Reporting Bugs as External Developers
In Apple’s bug triage workflow, each problem is (ideally) tracked by a single Radar. If multiple Radars seem to report the same underlying problem, the oldest or most specific one is kept around while the others are closed as duplicates. This resolution can be frustrating for external developers, as this is often the last word they hear about a problem they’re having — particularly if the original Radar isn’t visible to them.
That said, having your bug closed as a duplicate isn’t always a bad thing. You can knowingly file a duplicate of an existing Radar as a way to say “I have this problem, too” and “Please fix this first”.
[…]
Due to the chilling nature of Apple’s social media policies, you’re unlikely ever to hear anything back. But rest assured that your Tweets are showing up on a saved Twitter search somewhere in Cupertino.
[…]
Speaking from my personal experience working at Apple, Radar is far and away the best bug tracking systems I’ve ever used. So it can be frustrating to be back on the outside looking in, knowing full well what we’re missing out on as external developers.
Previously: File Radars Early and Often.
7 Comments RSS · Twitter
One of my biggest grudges is that nearly any kind of bug asks me to file a system profiler report.

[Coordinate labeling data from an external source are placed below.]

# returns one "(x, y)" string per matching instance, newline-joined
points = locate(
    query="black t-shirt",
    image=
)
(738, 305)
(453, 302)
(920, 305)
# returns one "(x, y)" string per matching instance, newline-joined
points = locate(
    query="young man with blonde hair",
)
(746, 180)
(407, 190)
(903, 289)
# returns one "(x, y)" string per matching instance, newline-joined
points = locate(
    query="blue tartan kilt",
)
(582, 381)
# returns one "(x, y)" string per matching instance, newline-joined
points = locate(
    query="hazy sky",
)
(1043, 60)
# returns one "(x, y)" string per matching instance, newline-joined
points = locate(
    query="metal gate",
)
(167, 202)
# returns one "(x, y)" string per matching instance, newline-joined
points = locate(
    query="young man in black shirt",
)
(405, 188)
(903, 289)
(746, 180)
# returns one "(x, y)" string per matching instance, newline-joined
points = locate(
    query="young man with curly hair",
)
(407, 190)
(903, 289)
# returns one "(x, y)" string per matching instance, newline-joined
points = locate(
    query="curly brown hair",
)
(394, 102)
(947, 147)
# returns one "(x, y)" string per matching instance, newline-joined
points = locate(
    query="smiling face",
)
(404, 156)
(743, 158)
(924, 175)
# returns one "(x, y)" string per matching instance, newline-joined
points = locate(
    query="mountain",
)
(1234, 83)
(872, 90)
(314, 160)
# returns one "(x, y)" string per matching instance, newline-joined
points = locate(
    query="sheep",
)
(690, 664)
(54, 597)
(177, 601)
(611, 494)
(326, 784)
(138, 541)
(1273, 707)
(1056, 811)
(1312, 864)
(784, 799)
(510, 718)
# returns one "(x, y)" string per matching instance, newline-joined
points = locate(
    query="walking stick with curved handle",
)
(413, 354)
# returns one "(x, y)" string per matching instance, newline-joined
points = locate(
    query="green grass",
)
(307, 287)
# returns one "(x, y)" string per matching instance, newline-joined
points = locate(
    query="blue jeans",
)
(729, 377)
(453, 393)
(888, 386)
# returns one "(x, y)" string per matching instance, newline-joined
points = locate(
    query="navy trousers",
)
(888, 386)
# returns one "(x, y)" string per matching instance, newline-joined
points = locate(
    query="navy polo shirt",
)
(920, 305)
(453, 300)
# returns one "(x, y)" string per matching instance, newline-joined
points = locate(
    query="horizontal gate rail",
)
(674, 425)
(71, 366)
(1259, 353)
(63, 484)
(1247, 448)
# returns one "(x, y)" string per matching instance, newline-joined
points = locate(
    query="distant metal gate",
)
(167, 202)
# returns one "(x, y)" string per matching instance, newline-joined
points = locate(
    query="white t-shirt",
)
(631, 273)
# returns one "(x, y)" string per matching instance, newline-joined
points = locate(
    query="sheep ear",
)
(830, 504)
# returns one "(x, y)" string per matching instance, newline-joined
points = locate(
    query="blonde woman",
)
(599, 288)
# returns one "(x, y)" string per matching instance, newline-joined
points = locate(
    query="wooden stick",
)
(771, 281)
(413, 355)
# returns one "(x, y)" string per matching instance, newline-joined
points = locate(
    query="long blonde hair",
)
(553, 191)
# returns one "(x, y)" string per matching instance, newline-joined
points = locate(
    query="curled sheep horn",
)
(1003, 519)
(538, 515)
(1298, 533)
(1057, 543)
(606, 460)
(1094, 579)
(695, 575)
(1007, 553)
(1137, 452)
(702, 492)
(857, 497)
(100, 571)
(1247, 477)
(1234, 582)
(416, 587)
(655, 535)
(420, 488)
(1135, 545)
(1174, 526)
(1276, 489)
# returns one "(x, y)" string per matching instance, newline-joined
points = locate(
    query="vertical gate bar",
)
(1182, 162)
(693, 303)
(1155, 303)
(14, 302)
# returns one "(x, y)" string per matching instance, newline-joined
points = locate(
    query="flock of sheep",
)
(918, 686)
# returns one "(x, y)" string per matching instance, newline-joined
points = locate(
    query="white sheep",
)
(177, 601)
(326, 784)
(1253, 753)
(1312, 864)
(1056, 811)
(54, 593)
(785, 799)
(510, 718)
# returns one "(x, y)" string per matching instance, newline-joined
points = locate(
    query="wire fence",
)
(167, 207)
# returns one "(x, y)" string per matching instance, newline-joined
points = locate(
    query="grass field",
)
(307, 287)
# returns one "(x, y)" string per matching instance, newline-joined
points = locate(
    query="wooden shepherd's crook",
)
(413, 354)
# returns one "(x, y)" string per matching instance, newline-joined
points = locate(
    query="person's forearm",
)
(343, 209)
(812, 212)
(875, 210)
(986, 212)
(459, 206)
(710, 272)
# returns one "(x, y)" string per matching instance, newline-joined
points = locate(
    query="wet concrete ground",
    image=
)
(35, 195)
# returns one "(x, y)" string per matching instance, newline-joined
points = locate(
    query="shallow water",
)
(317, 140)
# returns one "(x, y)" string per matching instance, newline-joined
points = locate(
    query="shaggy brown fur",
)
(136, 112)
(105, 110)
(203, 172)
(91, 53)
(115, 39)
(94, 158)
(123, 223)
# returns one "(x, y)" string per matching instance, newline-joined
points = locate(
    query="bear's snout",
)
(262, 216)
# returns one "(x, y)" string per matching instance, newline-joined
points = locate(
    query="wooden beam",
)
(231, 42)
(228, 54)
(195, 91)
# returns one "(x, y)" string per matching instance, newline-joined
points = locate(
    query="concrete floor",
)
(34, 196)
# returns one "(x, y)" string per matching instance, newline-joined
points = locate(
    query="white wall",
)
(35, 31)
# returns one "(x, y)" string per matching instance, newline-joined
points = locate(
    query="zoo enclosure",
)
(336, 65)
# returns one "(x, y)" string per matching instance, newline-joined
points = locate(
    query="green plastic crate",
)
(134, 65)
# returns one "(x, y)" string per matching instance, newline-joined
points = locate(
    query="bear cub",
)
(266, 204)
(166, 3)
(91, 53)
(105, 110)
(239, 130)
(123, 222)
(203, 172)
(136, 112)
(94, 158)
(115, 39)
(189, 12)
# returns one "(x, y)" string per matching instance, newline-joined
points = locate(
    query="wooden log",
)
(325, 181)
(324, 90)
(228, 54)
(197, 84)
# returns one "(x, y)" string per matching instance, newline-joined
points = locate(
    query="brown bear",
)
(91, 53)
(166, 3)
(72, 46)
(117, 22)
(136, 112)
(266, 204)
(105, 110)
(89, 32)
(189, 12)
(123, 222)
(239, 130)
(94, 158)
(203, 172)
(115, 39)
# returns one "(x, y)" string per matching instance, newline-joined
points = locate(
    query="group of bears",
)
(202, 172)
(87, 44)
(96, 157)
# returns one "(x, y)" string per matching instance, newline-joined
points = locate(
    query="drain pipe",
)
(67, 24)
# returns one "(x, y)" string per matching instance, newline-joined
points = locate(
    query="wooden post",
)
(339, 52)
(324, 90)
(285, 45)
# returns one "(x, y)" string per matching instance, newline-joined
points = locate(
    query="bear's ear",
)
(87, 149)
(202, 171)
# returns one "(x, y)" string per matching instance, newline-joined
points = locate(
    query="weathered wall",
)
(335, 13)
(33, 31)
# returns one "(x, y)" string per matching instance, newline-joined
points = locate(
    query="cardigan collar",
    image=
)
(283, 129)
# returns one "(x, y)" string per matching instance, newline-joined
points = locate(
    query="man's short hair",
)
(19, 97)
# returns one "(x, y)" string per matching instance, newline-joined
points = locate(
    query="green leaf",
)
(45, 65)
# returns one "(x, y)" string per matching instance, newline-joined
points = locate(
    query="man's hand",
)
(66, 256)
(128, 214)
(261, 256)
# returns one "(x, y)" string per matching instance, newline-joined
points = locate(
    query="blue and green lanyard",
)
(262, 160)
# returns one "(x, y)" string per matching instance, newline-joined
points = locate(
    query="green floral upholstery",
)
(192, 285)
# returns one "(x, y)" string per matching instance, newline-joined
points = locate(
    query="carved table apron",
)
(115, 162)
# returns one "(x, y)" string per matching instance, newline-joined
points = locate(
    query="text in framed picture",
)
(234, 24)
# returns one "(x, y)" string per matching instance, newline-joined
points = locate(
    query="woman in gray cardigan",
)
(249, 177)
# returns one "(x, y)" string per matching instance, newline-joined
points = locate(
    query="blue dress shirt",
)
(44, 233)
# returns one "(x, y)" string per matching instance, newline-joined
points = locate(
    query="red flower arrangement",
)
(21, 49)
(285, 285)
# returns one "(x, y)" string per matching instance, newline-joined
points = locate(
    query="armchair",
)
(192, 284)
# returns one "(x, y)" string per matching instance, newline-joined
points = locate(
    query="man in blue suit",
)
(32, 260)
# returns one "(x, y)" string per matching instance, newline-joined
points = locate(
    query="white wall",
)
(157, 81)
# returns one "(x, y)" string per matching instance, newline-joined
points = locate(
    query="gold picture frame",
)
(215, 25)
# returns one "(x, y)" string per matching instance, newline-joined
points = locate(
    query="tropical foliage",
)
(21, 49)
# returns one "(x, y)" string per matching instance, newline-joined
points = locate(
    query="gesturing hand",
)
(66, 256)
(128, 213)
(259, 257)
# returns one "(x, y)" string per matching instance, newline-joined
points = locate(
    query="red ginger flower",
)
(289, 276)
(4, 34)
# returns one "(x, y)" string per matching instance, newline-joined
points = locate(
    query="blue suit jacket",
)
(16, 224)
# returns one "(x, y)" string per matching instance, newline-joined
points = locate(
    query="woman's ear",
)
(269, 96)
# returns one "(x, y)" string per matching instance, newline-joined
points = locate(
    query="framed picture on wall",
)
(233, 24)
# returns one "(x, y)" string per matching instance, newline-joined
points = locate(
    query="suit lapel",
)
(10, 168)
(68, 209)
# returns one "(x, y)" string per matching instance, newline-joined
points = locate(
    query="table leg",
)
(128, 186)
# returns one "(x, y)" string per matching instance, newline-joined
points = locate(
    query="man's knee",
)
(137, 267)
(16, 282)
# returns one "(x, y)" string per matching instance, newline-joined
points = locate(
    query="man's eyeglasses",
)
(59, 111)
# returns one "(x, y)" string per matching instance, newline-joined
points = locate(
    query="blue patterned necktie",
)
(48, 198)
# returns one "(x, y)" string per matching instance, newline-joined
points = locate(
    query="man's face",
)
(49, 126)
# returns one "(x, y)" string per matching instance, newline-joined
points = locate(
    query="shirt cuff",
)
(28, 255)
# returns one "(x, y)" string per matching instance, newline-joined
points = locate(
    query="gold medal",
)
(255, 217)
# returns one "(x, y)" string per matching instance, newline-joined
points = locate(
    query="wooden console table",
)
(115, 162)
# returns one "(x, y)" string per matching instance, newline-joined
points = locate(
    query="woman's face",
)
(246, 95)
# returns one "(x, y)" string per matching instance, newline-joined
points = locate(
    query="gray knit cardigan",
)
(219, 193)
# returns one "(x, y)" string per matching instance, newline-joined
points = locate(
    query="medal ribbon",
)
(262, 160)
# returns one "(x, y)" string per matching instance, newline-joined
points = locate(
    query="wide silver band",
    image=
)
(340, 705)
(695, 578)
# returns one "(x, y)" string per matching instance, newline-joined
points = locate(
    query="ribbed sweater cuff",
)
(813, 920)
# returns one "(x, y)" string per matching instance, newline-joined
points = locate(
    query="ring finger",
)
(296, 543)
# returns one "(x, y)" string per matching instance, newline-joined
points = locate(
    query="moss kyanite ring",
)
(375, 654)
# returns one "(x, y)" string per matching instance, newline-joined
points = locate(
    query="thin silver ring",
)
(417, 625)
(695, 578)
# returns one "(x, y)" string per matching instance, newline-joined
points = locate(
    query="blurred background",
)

I hate doing that, partly because I often am super sure that it's not needed as the issue is easy to reproduce, and if contains quite some information that I do not feel comfortable sharing for no good reason.
So, what I like to know: If I file a report and it comes back within minutes, requesting a system profiler report (which I assume is a standard response and not actually requested by the engineer), does the report get put on hold until I file one? Meaning that if I do not supply one, the report is never getting to an engineer?
The lack of answer to radars is the least of the problems with Apple software.
The really big problem is that bugs are not fixed at all unless they get a good deal of public attention.
@Thomas Requesting a System Profiler is fine for me. Requesting a f*cking sysdiagnose is not, considering the size of the file and the fact that is sounds like the person on the other side has not even considered trying to reproduce the issue.
--
I don't share the opinion that the Bug Reporter website is "excellent". It's way better than when it suffered a discoveryd treatment but it's not excellent yet.
I said my piece about filing radars in the comments of Michael's previous post: https://mjtsai.com/blog/2018/06/12/file-radars-early-and-often/#comment-2840913
But the main point bears repeating: Filing a radar for Apple means you're providing free labor to one of the richest corporations on earth. So long as people keep doing this, Apple will continue to think this state of affairs is acceptable.
someone: the bug reporter we see is not what apple employees use. they have a much better ui to their db. last i had any access, they had an actual mac app, not a web ui. dunno about today.